Some of the most famous proponents of this art of using barbs without crossing the limits of public decorum include former Chief Ministers Ramakrishna Hegde, SM Krishna, JH Patel, and former deputy CM MP Prakash. Patel used wit to deadly effect, so much so that even those against whom he applied it, would double up with laughter and have no option but to concede defeat.

The floor of the Legislative Assembly that now very rarely sees any real exchange of wit – though there are plenty of political barbs – was a battleground that the stalwarts mentioned above used to slice their opponents down with none of the knives visible. I recall an incident in the 2000s, when PGR Sindhia, then floor leader of the Janata Dal (United), the second largest opposition party after the BJP in that SM Krishna-led Congress government, was ripping apart some government policies during a debate.

After listening to Sindhia’s speech with patience, Krishna got up. “I have listened to our esteemed leader and friend, Sindhia,” he began and started to respond point by point. He repeatedly referred to “the esteemed mass leader Sindhia.” When he said it for the third time, Sindhia could no longer tolerate it. “Abuse me if you will, but please stop these sarcastic digs!” he said as the Assembly laughed and Krishna maintained his poker face, having succeeded in what he set out to do.

Patel, a Chief Minister from the Janata Dal in the late 1990s, was dealing with the issue of a High Court bench for North Karnataka, which was a major demand of those days that got fulfilled later. The Karnataka government had asked the Union government and the Supreme Court to fulfil this demand, but it hadn’t happened and Patel was being harangued in the Assembly by politicians from North Karnataka, mostly from the Congress.   

Patel listened to all that was said about his ineffectiveness in getting the Union government to move on the issue. The debate went on for most of the day and he sat through it. At the end, when he got up to respond, the MLAs were hoping he would say or outline some concrete counter to what had been said so far against him and his government. Patel looked speculatively around the Assembly, turned to the legislature marshall and staff standing around and said: “These people seem to want a bench. Please will some of you go, get one, and give it to them, so that they will leave me in peace and we can actually do whatever work we are in a position to do?”

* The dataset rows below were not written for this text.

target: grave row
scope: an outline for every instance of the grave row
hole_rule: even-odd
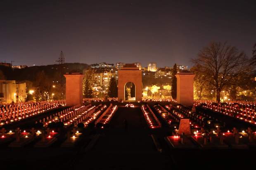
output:
[[[117,110],[118,107],[117,105],[113,106],[112,103],[110,104],[107,109],[95,121],[95,124],[96,125],[98,123],[101,123],[103,125],[108,123]]]
[[[65,100],[25,102],[0,107],[0,126],[66,105]]]
[[[256,124],[256,107],[255,104],[238,103],[220,103],[195,102],[195,106],[201,106],[205,109],[235,118],[244,122]]]
[[[67,112],[58,113],[53,117],[50,116],[50,119],[48,119],[48,117],[46,118],[46,121],[43,119],[44,126],[47,126],[53,122],[63,122],[64,126],[66,127],[73,124],[76,126],[78,123],[92,114],[99,107],[101,106],[101,104],[97,106],[92,107],[90,103],[87,105],[79,106]]]
[[[97,120],[107,109],[107,105],[104,105],[99,108],[99,109],[96,111],[96,112],[95,112],[90,116],[87,117],[86,119],[83,120],[81,123],[83,123],[85,127],[87,127],[90,123],[95,120]]]
[[[141,109],[150,128],[159,128],[162,126],[158,119],[147,104],[142,105]]]
[[[223,130],[225,129],[222,126],[221,122],[214,118],[211,119],[205,114],[196,112],[194,108],[192,109],[194,110],[191,111],[189,107],[171,105],[166,106],[166,108],[171,111],[171,112],[182,113],[186,118],[190,118],[191,127],[194,128],[192,128],[194,132],[191,136],[179,135],[175,134],[166,137],[166,140],[173,147],[175,146],[174,147],[193,148],[195,146],[193,143],[191,142],[193,141],[203,148],[247,148],[248,146],[254,147],[256,146],[255,133],[253,132],[250,128],[248,128],[247,133],[245,130],[239,133],[235,128],[233,128],[233,133],[228,130],[226,132],[221,133],[221,128]],[[191,121],[191,119],[193,120],[194,122]],[[213,126],[209,126],[207,129],[205,129],[205,126],[204,126],[204,124]],[[225,130],[223,131],[225,131]]]

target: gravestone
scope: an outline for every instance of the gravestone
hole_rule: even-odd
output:
[[[180,135],[184,133],[185,135],[191,135],[190,124],[188,119],[181,119],[179,126],[178,134]]]

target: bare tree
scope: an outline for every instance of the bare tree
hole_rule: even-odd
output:
[[[256,43],[254,44],[254,49],[252,50],[252,58],[251,59],[250,64],[253,65],[256,65]]]
[[[247,64],[246,55],[226,43],[213,42],[200,51],[197,58],[192,60],[197,67],[202,81],[212,84],[215,89],[216,100],[220,100],[220,92],[230,86],[233,80]]]
[[[27,98],[27,93],[26,91],[19,89],[18,91],[18,96],[19,101],[20,102],[25,102]]]

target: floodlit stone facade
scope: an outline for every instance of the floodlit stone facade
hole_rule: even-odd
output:
[[[141,70],[133,64],[126,64],[118,70],[118,100],[125,101],[125,86],[128,82],[135,85],[135,101],[142,100],[142,75]]]
[[[67,106],[83,105],[83,78],[79,72],[67,73],[66,77],[66,100]]]
[[[177,100],[183,105],[191,106],[194,102],[194,77],[192,72],[179,72],[177,77]]]

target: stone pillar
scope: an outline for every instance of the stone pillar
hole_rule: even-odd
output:
[[[194,102],[194,77],[192,72],[179,72],[177,77],[177,100],[178,103],[188,106]]]
[[[67,73],[66,77],[66,101],[67,106],[83,105],[83,78],[80,72]]]

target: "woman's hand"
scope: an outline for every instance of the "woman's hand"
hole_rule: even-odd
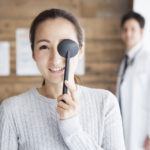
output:
[[[150,138],[147,137],[144,142],[144,150],[150,150]]]
[[[69,93],[61,95],[57,98],[57,111],[59,113],[60,119],[73,117],[79,112],[79,103],[76,93],[77,89],[68,81],[65,81],[65,84],[68,87]],[[62,100],[64,100],[65,102],[63,102]]]

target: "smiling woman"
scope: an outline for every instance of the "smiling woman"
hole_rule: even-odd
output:
[[[64,39],[76,42],[79,51],[71,58],[65,81],[69,92],[62,95],[65,59],[57,47]],[[45,10],[31,25],[30,41],[45,84],[2,103],[0,149],[125,150],[116,97],[75,83],[77,63],[84,53],[84,34],[77,19],[64,10]]]

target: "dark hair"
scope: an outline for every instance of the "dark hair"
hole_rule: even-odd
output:
[[[77,33],[77,39],[79,42],[79,47],[82,48],[83,43],[84,43],[84,33],[82,30],[82,27],[78,20],[76,19],[75,16],[73,16],[71,13],[62,10],[62,9],[48,9],[43,12],[41,12],[32,22],[31,27],[30,27],[30,43],[31,43],[31,49],[32,52],[34,51],[34,40],[35,40],[35,33],[38,25],[48,19],[56,19],[56,18],[64,18],[68,21],[70,21],[76,30]],[[78,83],[80,81],[78,76],[74,77],[75,82]],[[43,85],[45,84],[45,80],[43,81]]]
[[[62,10],[62,9],[49,9],[49,10],[45,10],[43,12],[41,12],[32,22],[31,24],[31,28],[30,28],[30,43],[31,43],[31,49],[32,51],[34,50],[34,40],[35,40],[35,32],[36,29],[38,27],[38,25],[42,22],[44,22],[45,20],[48,19],[56,19],[56,18],[64,18],[68,21],[70,21],[77,32],[77,39],[79,42],[79,46],[80,48],[83,46],[84,43],[84,33],[83,30],[81,28],[80,23],[78,22],[78,20],[76,19],[75,16],[73,16],[71,13]]]
[[[144,26],[145,26],[144,17],[134,11],[130,11],[127,14],[123,15],[123,17],[121,19],[121,28],[124,26],[125,22],[128,21],[129,19],[135,19],[139,23],[140,27],[142,29],[144,28]]]

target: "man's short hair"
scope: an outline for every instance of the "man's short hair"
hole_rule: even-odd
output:
[[[140,27],[142,29],[144,28],[145,26],[144,17],[134,11],[130,11],[127,14],[123,15],[123,17],[121,18],[121,28],[124,26],[125,22],[128,21],[129,19],[135,19],[139,23]]]

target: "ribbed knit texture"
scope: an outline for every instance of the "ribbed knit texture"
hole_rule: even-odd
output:
[[[0,150],[125,150],[117,100],[78,86],[80,113],[60,120],[56,99],[33,88],[0,105]]]

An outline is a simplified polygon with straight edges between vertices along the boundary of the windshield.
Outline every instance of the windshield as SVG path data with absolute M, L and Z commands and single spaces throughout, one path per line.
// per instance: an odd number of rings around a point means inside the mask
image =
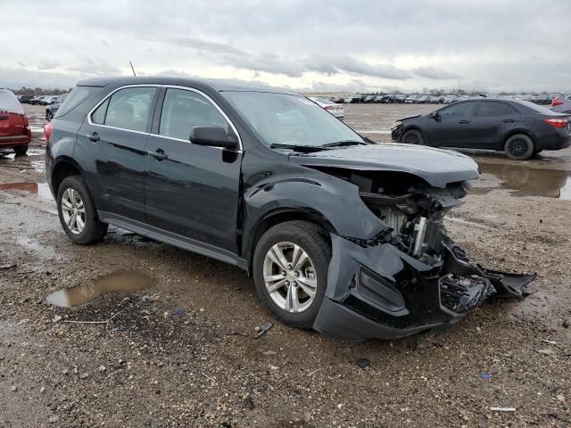
M 268 145 L 364 143 L 349 127 L 307 98 L 265 92 L 222 92 Z

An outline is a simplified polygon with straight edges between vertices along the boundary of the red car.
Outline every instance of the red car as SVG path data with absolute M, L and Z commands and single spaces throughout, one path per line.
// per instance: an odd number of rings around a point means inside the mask
M 31 141 L 24 108 L 12 91 L 0 89 L 0 151 L 13 149 L 17 155 L 26 154 Z

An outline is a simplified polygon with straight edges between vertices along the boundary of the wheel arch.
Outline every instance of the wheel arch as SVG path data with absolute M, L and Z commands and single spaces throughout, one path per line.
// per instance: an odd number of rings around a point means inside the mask
M 73 159 L 67 156 L 62 157 L 54 165 L 51 173 L 52 190 L 54 195 L 57 195 L 62 182 L 70 176 L 84 176 L 83 169 Z
M 401 140 L 399 141 L 399 143 L 402 143 L 402 137 L 404 136 L 404 135 L 408 131 L 411 131 L 411 130 L 420 132 L 420 134 L 422 135 L 422 139 L 424 140 L 424 144 L 426 144 L 426 136 L 425 135 L 425 132 L 422 130 L 422 128 L 420 128 L 417 124 L 408 125 L 407 127 L 404 128 L 404 129 L 402 129 L 402 133 L 401 134 Z
M 253 252 L 261 236 L 276 225 L 294 220 L 304 220 L 319 225 L 326 232 L 323 235 L 329 245 L 331 245 L 330 234 L 337 234 L 331 222 L 318 210 L 294 207 L 272 210 L 258 218 L 258 221 L 247 231 L 246 236 L 250 236 L 250 239 L 243 243 L 242 257 L 248 260 L 249 274 L 252 274 Z
M 525 128 L 516 128 L 516 129 L 510 129 L 509 131 L 508 131 L 506 134 L 504 134 L 503 138 L 501 139 L 501 145 L 499 147 L 499 151 L 503 152 L 504 147 L 506 146 L 506 143 L 508 142 L 508 139 L 510 136 L 516 136 L 517 134 L 523 134 L 525 136 L 529 136 L 532 139 L 532 142 L 534 143 L 534 147 L 535 147 L 535 136 L 534 135 L 533 132 L 531 132 L 529 129 L 525 129 Z

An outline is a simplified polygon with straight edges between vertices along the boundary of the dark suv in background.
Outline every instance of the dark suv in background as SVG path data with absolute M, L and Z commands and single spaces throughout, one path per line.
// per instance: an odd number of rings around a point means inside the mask
M 46 127 L 71 241 L 114 225 L 253 276 L 291 325 L 364 340 L 452 323 L 533 276 L 473 264 L 445 212 L 468 157 L 373 144 L 285 89 L 169 78 L 80 82 Z

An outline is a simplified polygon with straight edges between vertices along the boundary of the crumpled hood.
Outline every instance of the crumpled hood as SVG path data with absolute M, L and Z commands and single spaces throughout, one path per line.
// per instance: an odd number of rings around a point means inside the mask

His timing was such that the entire Assembly, including the MLAs who were going hammer and tongs against him, started laughing. He got his point across – that he was not in a position to do anything more – and did it in such a way that nobody was offended and all points were answered in just that one line.

For a state with this kind of tradition, the last decade has been rather daunting as the vile abuse and the use of the singular rather than plural by politicians in public speeches has been nothing short of distressing. In the wake of that, the line of politicians making their way to Siddaramaiah’s hospital bedside, just days after calling him every possible vile name, is reassuring in the sense that the basic nature of the Kannada sensibility still appears to be what it was, over 10 years ago.

Sowmya Aji is a political journalist who has covered Karnataka for 26 years. Views expressed are author's own.